A tax shelter is any method of reducing your taxable income, thus reducing the amount owed in taxes. Some would call tax shelters loopholes in tax laws, exploited by tax-payers in order to avoid paying taxes. Others, including the IRS, acknowledge these tax shelters as a means of creating investments which ultimately benefit both the tax-payer and the economy.
Though not all tax shelters are legal or ethical, there are many which are legal to use, and ultimately help to reduce the burden of taxes for anyone who chooses to utilize them. Tax shelters were created to be a program in which all citizens could participate in order to reduce their taxes. However, there are those who distort the intentions of these programs who, although being within the boundaries of tax law, act unethically and exploit these programs. For this reason, tax shelters are often associated with fraud, and are not seen as the beneficial program they were intended to be.
Legal Tax Shelters
As previously mentioned, many tax shelters are legal and beneficial to anyone who uses them. These legal tax shelters include investments in companies such as mining and drilling, as well as creating annuity-based accounts to be paid back over time.

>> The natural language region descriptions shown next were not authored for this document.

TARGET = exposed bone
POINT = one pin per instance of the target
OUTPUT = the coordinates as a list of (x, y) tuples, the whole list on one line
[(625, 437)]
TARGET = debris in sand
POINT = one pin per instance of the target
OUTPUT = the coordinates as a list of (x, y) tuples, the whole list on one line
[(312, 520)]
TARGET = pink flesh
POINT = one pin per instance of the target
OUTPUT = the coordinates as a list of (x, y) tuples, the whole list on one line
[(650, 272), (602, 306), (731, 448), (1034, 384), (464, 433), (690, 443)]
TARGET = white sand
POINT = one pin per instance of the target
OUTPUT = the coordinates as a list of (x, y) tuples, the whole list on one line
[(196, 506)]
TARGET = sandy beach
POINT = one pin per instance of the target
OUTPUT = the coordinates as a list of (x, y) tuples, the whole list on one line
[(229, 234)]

Investments in mining and drilling were designed to work as a tax shelter in order to encourage people to make these investments. Companies such as these often take several years to begin to generate positive income, which is unappealing to most investors who expect quick and reliable returns on their investments. In response to this, the government has created a program for the costs of exploratory drilling to be distributed among investors as tax deductions. This creates instant tax savings, as well as the potential for large profits should the company invested in strike gold or oil.
Tax Shelter Annuity
A tax sheltered annuity is a contract that is offered by either an insurance company or an employer that allows an employee to designate a portion of his paycheck to be withheld before calculating taxes. This withheld money is then paid back to the employee in the form of annuity payments generally received after retirement, where the money is then made taxable. Tax sheltered annuity provides a legal and reliable way to reduce the amount owed in taxes, distributing it over a period of several years. Should money be withdrawn from the annuity account before the specified time that payments are to begin, however, significant penalties will apply, as well as the previously tax-deferred monies becoming immediately taxable.